The incidence of major complications in our cohort was comparable to that reported in the scientific literature for AF ablation [19]. No acute major complication related to the transseptal punctures was reported. Pericardial effusion requiring percutaneous drainage (2.6%) and the single minor reversible cerebrovascular event (0.4%) manifested in all patients close to the end or soon after completion of the procedure, suggesting that these might be due to the ablation itself (longer procedure duration, multiple radiofrequency energy applications, and prolonged catheter manipulation), rather than the transseptal intervention while crossing the interatrial septum.
Similar complication rates were reported by Fagundes et al. in a retrospective patient cohort using a single-puncture, double transseptal access for AF ablation [20]. In their cohort, no iatrogenic atrial septal defect was detected during followup.
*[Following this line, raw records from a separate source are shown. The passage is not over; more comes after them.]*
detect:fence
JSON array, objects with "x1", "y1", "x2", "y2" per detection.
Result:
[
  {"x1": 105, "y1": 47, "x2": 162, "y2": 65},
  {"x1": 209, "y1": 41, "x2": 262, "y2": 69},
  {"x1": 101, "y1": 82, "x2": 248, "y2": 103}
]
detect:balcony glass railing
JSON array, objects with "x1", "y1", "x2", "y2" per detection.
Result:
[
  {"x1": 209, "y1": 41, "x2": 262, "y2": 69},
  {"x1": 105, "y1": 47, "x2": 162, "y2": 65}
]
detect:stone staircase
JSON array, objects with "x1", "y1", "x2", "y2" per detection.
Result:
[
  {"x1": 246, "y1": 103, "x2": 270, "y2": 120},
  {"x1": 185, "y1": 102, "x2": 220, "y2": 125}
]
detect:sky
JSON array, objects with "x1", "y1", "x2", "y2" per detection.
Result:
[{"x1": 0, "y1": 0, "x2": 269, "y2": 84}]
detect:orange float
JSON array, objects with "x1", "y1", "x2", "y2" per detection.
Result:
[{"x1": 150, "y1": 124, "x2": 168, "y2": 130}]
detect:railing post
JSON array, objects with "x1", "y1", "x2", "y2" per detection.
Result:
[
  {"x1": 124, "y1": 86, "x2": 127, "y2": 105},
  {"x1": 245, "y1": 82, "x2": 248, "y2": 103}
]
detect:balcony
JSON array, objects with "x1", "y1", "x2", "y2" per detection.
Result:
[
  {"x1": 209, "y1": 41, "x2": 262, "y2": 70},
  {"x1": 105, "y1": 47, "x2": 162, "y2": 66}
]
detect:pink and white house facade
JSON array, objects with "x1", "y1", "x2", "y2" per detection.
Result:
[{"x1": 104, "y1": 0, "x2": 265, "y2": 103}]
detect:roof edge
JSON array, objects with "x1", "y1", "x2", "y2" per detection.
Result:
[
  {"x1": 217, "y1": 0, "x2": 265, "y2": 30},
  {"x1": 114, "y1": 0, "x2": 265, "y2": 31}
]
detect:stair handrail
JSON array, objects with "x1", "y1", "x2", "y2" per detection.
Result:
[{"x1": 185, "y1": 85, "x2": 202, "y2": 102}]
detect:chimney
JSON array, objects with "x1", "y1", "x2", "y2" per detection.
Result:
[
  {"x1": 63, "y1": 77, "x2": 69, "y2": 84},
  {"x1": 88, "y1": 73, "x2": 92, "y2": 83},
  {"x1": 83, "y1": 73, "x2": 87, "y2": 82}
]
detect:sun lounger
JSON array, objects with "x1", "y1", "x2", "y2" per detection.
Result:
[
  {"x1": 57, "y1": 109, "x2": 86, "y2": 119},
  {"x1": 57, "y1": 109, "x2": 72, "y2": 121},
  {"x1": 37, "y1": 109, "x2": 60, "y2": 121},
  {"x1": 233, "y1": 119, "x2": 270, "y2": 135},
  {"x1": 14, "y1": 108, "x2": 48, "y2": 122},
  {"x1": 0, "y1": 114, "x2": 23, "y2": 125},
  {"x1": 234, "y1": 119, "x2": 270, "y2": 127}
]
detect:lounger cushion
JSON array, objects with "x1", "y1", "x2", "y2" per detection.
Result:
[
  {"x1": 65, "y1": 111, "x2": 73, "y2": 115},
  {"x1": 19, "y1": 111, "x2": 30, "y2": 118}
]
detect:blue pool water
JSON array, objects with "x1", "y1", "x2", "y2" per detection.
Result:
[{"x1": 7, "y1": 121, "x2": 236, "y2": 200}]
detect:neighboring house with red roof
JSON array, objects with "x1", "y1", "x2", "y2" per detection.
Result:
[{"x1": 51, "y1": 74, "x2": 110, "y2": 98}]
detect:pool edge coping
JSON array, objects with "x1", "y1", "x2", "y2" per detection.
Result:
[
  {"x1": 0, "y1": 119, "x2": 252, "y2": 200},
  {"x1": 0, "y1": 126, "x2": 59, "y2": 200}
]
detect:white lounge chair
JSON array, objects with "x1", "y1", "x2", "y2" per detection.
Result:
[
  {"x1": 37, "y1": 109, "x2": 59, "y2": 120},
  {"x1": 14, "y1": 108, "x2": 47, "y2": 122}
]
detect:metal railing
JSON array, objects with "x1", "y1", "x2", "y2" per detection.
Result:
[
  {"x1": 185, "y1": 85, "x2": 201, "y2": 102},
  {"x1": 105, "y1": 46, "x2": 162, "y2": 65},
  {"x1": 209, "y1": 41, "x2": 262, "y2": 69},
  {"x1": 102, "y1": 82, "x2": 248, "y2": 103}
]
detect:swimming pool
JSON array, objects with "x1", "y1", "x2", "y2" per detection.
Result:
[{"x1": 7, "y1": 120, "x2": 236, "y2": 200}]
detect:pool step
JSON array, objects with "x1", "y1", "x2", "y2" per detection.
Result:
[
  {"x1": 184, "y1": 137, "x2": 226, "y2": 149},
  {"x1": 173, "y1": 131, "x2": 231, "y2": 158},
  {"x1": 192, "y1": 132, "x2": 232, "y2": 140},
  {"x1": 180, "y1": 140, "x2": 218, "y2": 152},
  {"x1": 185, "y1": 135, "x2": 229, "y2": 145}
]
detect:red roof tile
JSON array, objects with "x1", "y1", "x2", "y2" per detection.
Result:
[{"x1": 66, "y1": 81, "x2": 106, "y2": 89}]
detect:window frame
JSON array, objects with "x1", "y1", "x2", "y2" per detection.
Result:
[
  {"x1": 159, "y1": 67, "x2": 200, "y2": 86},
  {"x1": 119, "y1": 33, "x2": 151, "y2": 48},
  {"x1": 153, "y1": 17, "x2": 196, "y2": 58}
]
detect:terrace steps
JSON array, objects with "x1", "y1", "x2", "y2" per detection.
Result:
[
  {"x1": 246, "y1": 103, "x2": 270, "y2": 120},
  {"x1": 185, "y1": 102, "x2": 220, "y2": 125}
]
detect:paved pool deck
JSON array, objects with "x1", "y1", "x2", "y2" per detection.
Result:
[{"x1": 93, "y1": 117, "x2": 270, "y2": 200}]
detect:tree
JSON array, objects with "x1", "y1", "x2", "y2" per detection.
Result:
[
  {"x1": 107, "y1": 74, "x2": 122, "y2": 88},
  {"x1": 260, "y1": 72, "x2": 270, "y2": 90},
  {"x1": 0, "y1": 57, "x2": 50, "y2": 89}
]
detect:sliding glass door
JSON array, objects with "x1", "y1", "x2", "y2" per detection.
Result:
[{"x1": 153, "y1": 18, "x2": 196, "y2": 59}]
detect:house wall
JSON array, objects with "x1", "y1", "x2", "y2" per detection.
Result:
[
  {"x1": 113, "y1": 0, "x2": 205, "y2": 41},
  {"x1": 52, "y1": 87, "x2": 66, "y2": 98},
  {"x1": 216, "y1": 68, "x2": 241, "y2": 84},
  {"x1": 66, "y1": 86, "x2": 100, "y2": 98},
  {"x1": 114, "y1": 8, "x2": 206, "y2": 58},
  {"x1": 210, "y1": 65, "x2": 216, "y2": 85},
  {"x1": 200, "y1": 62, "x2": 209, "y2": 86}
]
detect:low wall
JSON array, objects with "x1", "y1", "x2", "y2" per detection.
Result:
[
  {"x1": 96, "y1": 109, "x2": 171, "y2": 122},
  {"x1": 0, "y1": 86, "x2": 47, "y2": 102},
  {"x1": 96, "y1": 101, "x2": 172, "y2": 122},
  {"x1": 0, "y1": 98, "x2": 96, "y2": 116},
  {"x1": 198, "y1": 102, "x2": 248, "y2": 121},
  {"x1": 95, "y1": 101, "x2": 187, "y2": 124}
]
In contrast to this observation, the study of Hammerstingl et al. demonstrated a higher incidence of long-term persistent iatrogenic atrial septal defects after single transseptal puncture catheterization as compared to those that occur after the double transseptal puncture technique [10]. In 8 out of 27 patients who underwent the single transseptal puncture with additional advancement of a second catheter into the left atrium, an iatrogenic atrial septal defect persisted compared with no iatrogenic atrial septal defect in 15 patients using the double transseptal puncture technique. Traumatic dilatation of the single transseptal puncture by two catheters inserted into the left atrium might result in severe endothelial denudation promoting thrombosis and risk for thromboembolism as shown by intracardiac ultrasound observation in another study by Maleki et al. [21].
4.1. Study Limitations
This is an observational cohort study and is not a prospective, randomized trial. In the absence of a direct randomized comparison of the double transseptal puncture technique versus the single transseptal puncture access for the ablation of AF, limited conclusions regarding superiority of one technique over the other in terms of safety and procedural outcome can be made. In addition, the clinical outcome was assessed based on symptoms reported by the patients only, and therefore, the reliability of the presented data on outcome is limited due to known difficulties of survey-based studies.
5. Conclusion
The double transseptal puncture catheterization technique allows easy catheter manipulation within the left atrium to reach the goal of acute procedural success in AF ablation. Procedure-related complications are rare and the technique can be used for AF ablation in the outpatient setting. However, it needs to be investigated in randomised studies if the double transseptal puncture technique is superior to the single-puncture, double transseptal catheter access for AF ablation in terms of safety and procedural success.
Conflict of Interest
The authors declare no Conflict of Interest.